The Enforcement Directorate (ED) has acknowledged the seizure of Rs 288 crore made against Chinese-owned PC Financial Services Private Limited under the Foreign Exchange Management Act (FEMA).
Through three seizure orders filed last year, the ED took the money's balance in bank and Payment Gateway funds.
The action was conducted as part of an investigation into several non-banking financial companies (NBFCs) and fintech companies that were offering online fast micro-loans via mobile apps.
They were accused of extorting excessive interest rates from customers by exploiting their personal information and threatening them with legal action.
Mobile application ‘Cashbean’
PC Financial Services, an NBFC that provides fast personal microloans through its mobile application 'Cashbean,' was also found to have violated the Prevention of Money Laundering Act during the examination.
Suspicious outgoing remittances from abroad were scrutinised.
The corporation was eventually beneficially owned by Chinese national Zhou Yahui, according to the ED. For the lending industry, its overseas parent companies brought in foreign direct investment totalling Rs 173 crore.
According to the agency, the company sent ₹429.29 crores in foreign external remittances to Chinese-controlled foreign-related companies in the name of payments for non-existent software services in a short period.
High domestic expenditure
PC Financial Services is also accused of having a large domestic expenditure of Rs. 941 crore. The ED discovered that extravagant payments were "blindly" approved by PC Financial Services' "dummy" Indian directors without any due diligence and on the orders of the country head, Zhang Hong, who reported directly to Mr Zhou Yahui.
The ED determined that the corporation had violated FEMA regulations and seized assets of comparable value.
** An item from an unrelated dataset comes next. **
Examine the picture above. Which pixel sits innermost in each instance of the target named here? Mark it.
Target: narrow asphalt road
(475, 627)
The Reserve Bank of India and the Income-Tax Department have both launched investigations into the NBFC as a result of their investigations.
The company declared in a statement to the media in October that compliance was its first concern and that it had done its utmost to obey all laws, rules, norms, and conditions. "We will continue to operate within the revered ambit of the law with the utmost dedication as we have been doing," it had said.